Le bureau le plus important, Modero Antwerp, réalise un bénéfice net de 1,3 million d’euros sur un chiffre d’affaires de 21 millions d’euros. “Cette rentabilité est nécessaire pour garantir la qualité de nos services et permettre une innovation permanente”, déclare son CEO, Jan De Meuter. Intrum, leader du marché en Belgique et présente dans 29 pays, fait encore mieux avec un bénéfice net de 20 % sur un chiffre d’affaires d’un milliard d’euros.
L’Union royale des juges de paix et de police, au sein de laquelle Dirk De Groote est actif, avance une proposition. À la demande d’un débiteur privé ou du CPAS, l’huissier de justice centralise toutes les créances et propose un plan de remboursement à toutes les parties. Le juge de paix doit l’approuver. En cas de non-respect, sa décision constitue un titre qui permet aux créanciers d’agir immédiatement. Le débiteur paie les honoraires de l’huissier : un montant unique de 150 euros et un maximum de 50 euros par versement.
Le titre d’exécution gratuit réduirait sérieusement le coût pour les créanciers. “Un avantage qui peut les convaincre d’approuver le plan de remboursement”, déclare Dirk De Groote. “Pour l’instant, les juges de paix traitent les premiers dossiers dans le cadre de cette procédure sur base volontaire du débiteur et de l’huissier. Nous avons également reçu une réponse positive sur le plan politique.”
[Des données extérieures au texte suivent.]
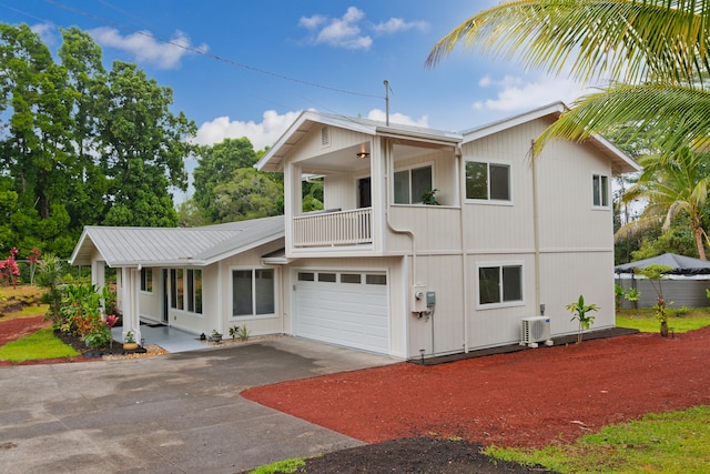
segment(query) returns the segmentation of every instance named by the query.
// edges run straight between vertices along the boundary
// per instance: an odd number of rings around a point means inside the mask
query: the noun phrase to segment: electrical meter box
[[[432,309],[434,309],[434,306],[436,306],[436,292],[427,291],[426,292],[426,307],[432,310]]]
[[[426,306],[426,286],[412,285],[412,312],[422,313],[427,310]]]

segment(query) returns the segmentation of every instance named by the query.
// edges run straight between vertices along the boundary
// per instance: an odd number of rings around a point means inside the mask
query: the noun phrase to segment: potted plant
[[[138,343],[135,342],[135,336],[133,335],[133,331],[126,332],[125,337],[123,337],[123,350],[135,351],[136,349],[138,349]]]
[[[662,337],[668,337],[668,314],[666,313],[666,299],[663,297],[661,280],[663,279],[663,275],[672,271],[673,269],[667,265],[648,265],[642,270],[637,270],[637,273],[642,274],[651,282],[651,286],[653,286],[653,290],[656,290],[656,294],[658,295],[656,306],[653,307],[656,309],[656,319],[661,323],[660,333]],[[658,283],[658,286],[656,283]]]
[[[577,344],[581,343],[581,333],[585,330],[588,330],[589,326],[595,322],[595,316],[589,315],[588,313],[592,311],[597,311],[598,307],[596,304],[585,304],[585,296],[579,295],[579,300],[574,303],[569,303],[567,305],[567,311],[572,313],[572,319],[569,321],[579,321],[579,333],[577,333]]]
[[[234,337],[236,337],[239,333],[240,333],[240,326],[230,327],[230,335],[232,336],[232,341],[234,341]]]

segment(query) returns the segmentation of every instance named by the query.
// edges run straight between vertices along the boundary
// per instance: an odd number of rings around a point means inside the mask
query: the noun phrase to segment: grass
[[[79,353],[72,346],[57,339],[51,327],[39,330],[0,347],[0,360],[10,362],[69,357],[73,355],[79,355]]]
[[[250,471],[248,474],[295,473],[298,468],[305,465],[305,461],[298,457],[295,460],[278,461],[277,463],[256,467],[255,470]]]
[[[710,325],[710,309],[708,307],[669,307],[667,314],[668,326],[673,327],[673,332],[677,334]],[[617,311],[617,326],[632,327],[641,332],[657,333],[660,331],[660,323],[656,320],[656,311],[652,307]]]
[[[574,444],[542,450],[488,447],[486,454],[560,473],[710,472],[710,407],[649,414],[604,427]]]

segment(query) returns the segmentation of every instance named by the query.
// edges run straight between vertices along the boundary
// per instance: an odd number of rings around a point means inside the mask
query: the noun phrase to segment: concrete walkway
[[[113,327],[111,330],[114,341],[123,341],[123,327]],[[151,326],[141,324],[141,339],[143,344],[158,344],[171,354],[178,352],[199,351],[207,345],[199,340],[195,334],[181,331],[166,325]],[[136,341],[141,342],[141,341]]]
[[[393,362],[280,337],[135,360],[0,367],[0,474],[235,473],[356,446],[239,393]]]

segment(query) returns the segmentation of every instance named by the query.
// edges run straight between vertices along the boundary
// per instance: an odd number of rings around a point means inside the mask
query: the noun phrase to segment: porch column
[[[133,332],[133,339],[140,344],[141,342],[141,313],[138,296],[140,293],[141,279],[138,278],[136,269],[121,269],[121,281],[123,286],[121,294],[123,295],[123,332],[122,336],[125,341],[125,334]]]
[[[105,284],[106,263],[103,260],[91,261],[91,283],[101,291]]]
[[[106,263],[103,260],[91,261],[91,283],[97,289],[97,292],[101,294],[105,282]],[[105,301],[101,300],[101,313],[105,314]]]

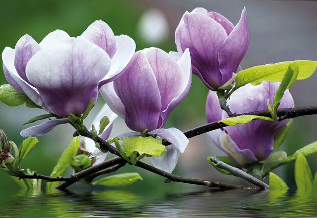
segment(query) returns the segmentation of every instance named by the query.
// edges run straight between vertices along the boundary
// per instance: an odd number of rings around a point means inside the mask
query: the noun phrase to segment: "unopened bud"
[[[9,142],[7,139],[6,133],[2,130],[0,130],[0,138],[1,139],[1,149],[3,151],[8,151]]]

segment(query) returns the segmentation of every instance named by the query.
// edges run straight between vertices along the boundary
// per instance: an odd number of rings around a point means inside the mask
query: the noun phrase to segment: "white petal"
[[[56,30],[51,33],[49,33],[41,41],[39,44],[41,47],[43,48],[53,44],[56,41],[64,38],[70,37],[69,35],[62,30]]]
[[[148,133],[150,135],[157,135],[161,138],[165,138],[171,142],[181,153],[184,153],[189,141],[179,130],[171,128],[157,129]]]
[[[171,173],[177,163],[179,151],[172,146],[165,147],[166,152],[158,157],[153,156],[150,158],[153,165],[163,171]]]
[[[135,43],[125,35],[116,36],[117,51],[111,59],[111,66],[107,75],[101,80],[100,86],[115,80],[128,64],[135,51]]]

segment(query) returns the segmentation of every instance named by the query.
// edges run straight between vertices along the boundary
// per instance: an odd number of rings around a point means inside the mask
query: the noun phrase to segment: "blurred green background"
[[[175,29],[186,10],[203,7],[222,14],[236,25],[244,6],[247,11],[250,43],[241,63],[242,68],[282,61],[316,60],[317,6],[313,2],[302,1],[1,1],[0,50],[3,51],[7,46],[14,48],[18,39],[27,33],[38,42],[57,29],[76,36],[80,35],[94,21],[101,19],[109,25],[115,35],[125,34],[133,38],[137,51],[155,46],[168,52],[176,51]],[[152,17],[154,21],[144,23],[144,17]],[[0,84],[7,83],[1,71]],[[316,82],[317,76],[313,75],[311,79],[297,82],[291,88],[296,106],[315,105]],[[185,131],[205,124],[205,105],[208,92],[201,82],[193,76],[188,95],[171,113],[165,127],[175,127]],[[89,124],[89,119],[92,120],[93,114],[98,112],[98,108],[102,103],[103,100],[100,99],[86,124]],[[20,124],[44,113],[39,109],[27,108],[24,106],[11,108],[2,103],[0,103],[0,128],[7,133],[9,140],[14,141],[17,145],[24,139],[19,133],[25,127],[21,127]],[[317,140],[316,117],[295,119],[289,137],[281,148],[288,155]],[[116,124],[112,135],[129,131],[122,120],[118,120]],[[40,142],[24,160],[22,166],[49,175],[71,141],[73,132],[70,126],[64,125],[38,137]],[[212,155],[223,155],[223,153],[216,148],[206,134],[190,139],[185,153],[179,156],[174,172],[184,177],[246,184],[240,179],[216,171],[207,160],[207,157]],[[315,155],[307,158],[313,173],[317,169],[316,157]],[[160,191],[157,187],[161,187],[168,192],[175,189],[189,191],[202,188],[177,183],[166,184],[163,182],[164,178],[144,171],[135,170],[131,166],[119,172],[129,171],[138,172],[144,180],[137,182],[128,189]],[[283,166],[275,172],[290,186],[294,187],[293,164]],[[6,174],[0,172],[0,193],[18,188]],[[82,185],[76,184],[72,188],[78,190],[79,187],[82,188]]]

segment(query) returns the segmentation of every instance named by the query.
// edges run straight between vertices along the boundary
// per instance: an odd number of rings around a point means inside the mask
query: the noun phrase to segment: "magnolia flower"
[[[139,132],[138,135],[147,129],[147,134],[157,135],[173,144],[166,147],[167,152],[161,156],[152,158],[155,167],[169,172],[188,139],[177,129],[162,128],[188,93],[191,82],[188,50],[176,62],[163,50],[150,48],[135,53],[121,76],[100,88],[109,107],[130,129]]]
[[[260,85],[250,84],[235,91],[228,104],[233,113],[240,114],[267,110],[267,101],[272,106],[274,95],[280,83],[263,82]],[[294,107],[288,90],[281,100],[279,107]],[[209,123],[227,117],[220,109],[215,92],[209,91],[206,103],[206,116]],[[273,151],[274,138],[288,120],[271,122],[258,119],[243,125],[228,126],[209,133],[216,145],[237,164],[244,165],[266,159]]]
[[[175,39],[180,54],[189,49],[193,73],[207,87],[228,88],[248,46],[245,8],[235,27],[221,14],[204,8],[187,11],[176,29]]]
[[[55,116],[82,113],[98,86],[120,75],[134,54],[135,44],[127,36],[115,36],[110,27],[99,20],[80,36],[70,37],[57,30],[39,43],[26,34],[15,49],[2,53],[5,76],[19,92]],[[41,135],[66,118],[50,120],[21,132],[23,136]]]

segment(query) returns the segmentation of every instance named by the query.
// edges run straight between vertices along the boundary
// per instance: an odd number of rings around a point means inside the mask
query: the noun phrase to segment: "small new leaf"
[[[86,110],[85,111],[81,117],[82,120],[83,120],[84,119],[85,119],[85,118],[86,118],[86,117],[87,117],[87,116],[88,116],[89,112],[90,112],[90,110],[92,110],[92,108],[93,108],[93,102],[94,98],[92,98],[89,101],[89,103],[88,103],[88,106],[87,106],[87,108],[86,108]]]
[[[122,138],[123,148],[127,157],[133,152],[138,152],[140,155],[146,154],[159,156],[166,151],[162,140],[149,137],[134,137]]]
[[[291,124],[293,123],[293,119],[290,119],[289,122],[285,125],[282,129],[279,131],[274,136],[274,146],[273,148],[273,151],[276,151],[278,149],[282,143],[284,141],[285,139],[288,135],[288,131],[291,126]]]
[[[40,120],[42,119],[46,119],[48,118],[50,118],[50,117],[52,117],[54,116],[53,115],[52,115],[51,114],[49,113],[48,114],[43,114],[43,115],[40,115],[39,116],[37,116],[35,117],[32,118],[32,119],[29,119],[29,120],[27,121],[25,123],[24,123],[23,124],[22,124],[22,126],[23,125],[25,125],[26,124],[31,124],[32,123],[34,123],[37,120]]]
[[[138,179],[143,179],[137,173],[125,173],[103,178],[95,182],[93,185],[114,187],[125,186],[133,183]]]
[[[210,164],[211,164],[211,165],[212,165],[212,166],[216,168],[216,169],[217,169],[218,171],[219,171],[219,172],[223,174],[225,174],[228,175],[232,175],[232,174],[230,173],[230,172],[227,171],[225,169],[221,169],[221,168],[219,168],[218,166],[217,166],[217,164],[216,164],[215,163],[214,163],[211,160],[210,160],[210,158],[211,158],[213,157],[214,156],[211,156],[210,157],[208,157],[208,161],[209,161],[209,163],[210,163]],[[229,157],[222,156],[222,157],[216,157],[217,159],[218,159],[220,161],[222,161],[224,163],[227,163],[228,165],[234,166],[235,167],[240,168],[238,166],[236,165],[234,162],[233,162],[233,161]]]
[[[284,191],[288,189],[288,186],[284,181],[273,173],[269,173],[269,190]]]
[[[241,116],[234,116],[225,118],[219,121],[218,123],[223,123],[228,126],[235,126],[237,124],[244,124],[248,123],[254,119],[265,119],[266,120],[274,121],[269,117],[255,115],[242,115]]]
[[[99,132],[98,133],[98,135],[100,135],[102,133],[105,128],[108,126],[110,120],[107,116],[105,116],[101,118],[100,120],[100,124],[99,124]]]
[[[312,190],[312,174],[306,158],[300,154],[295,162],[295,182],[298,191]]]
[[[0,101],[11,107],[21,105],[25,103],[28,107],[41,108],[32,102],[26,94],[18,92],[9,84],[0,86]]]
[[[35,137],[29,137],[22,142],[19,148],[19,163],[28,156],[38,142],[38,140]]]
[[[54,167],[51,174],[51,177],[63,176],[66,170],[71,164],[73,159],[76,155],[79,147],[79,139],[78,137],[73,138],[67,147],[57,161],[56,165]],[[58,185],[60,182],[53,182],[48,183],[48,189],[52,190]]]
Le ministre de la Justice Vincent van Quickenborne (Open Vld) a qualifié la proposition au Parlement de “piste de réflexion intéressante”. Il a également fait référence à l’initiative de la Chambre nationale des huissiers de justice et de l’échevin anversois des affaires sociales Tom Meeuws (Vooruit). La Chambre lancera prochainement une plateforme numérique permettant au CPAS d’Anvers de signaler l’insolvabilité d’un débiteur à l’huissier de justice à un stade précoce du processus de recouvrement. “Nous évitons ainsi des coûts inutiles pour le débiteur”, déclare Kris Slabbaert. “Le CPAS peut alors travailler avec le débiteur sur d’autres solutions, comme le règlement collectif des dettes. Nous souhaitons déployer ce projet pilote à l’échelle nationale à une date ultérieure. Cette plateforme pourrait permettre d’éviter beaucoup de frustrations dans tous les camps.”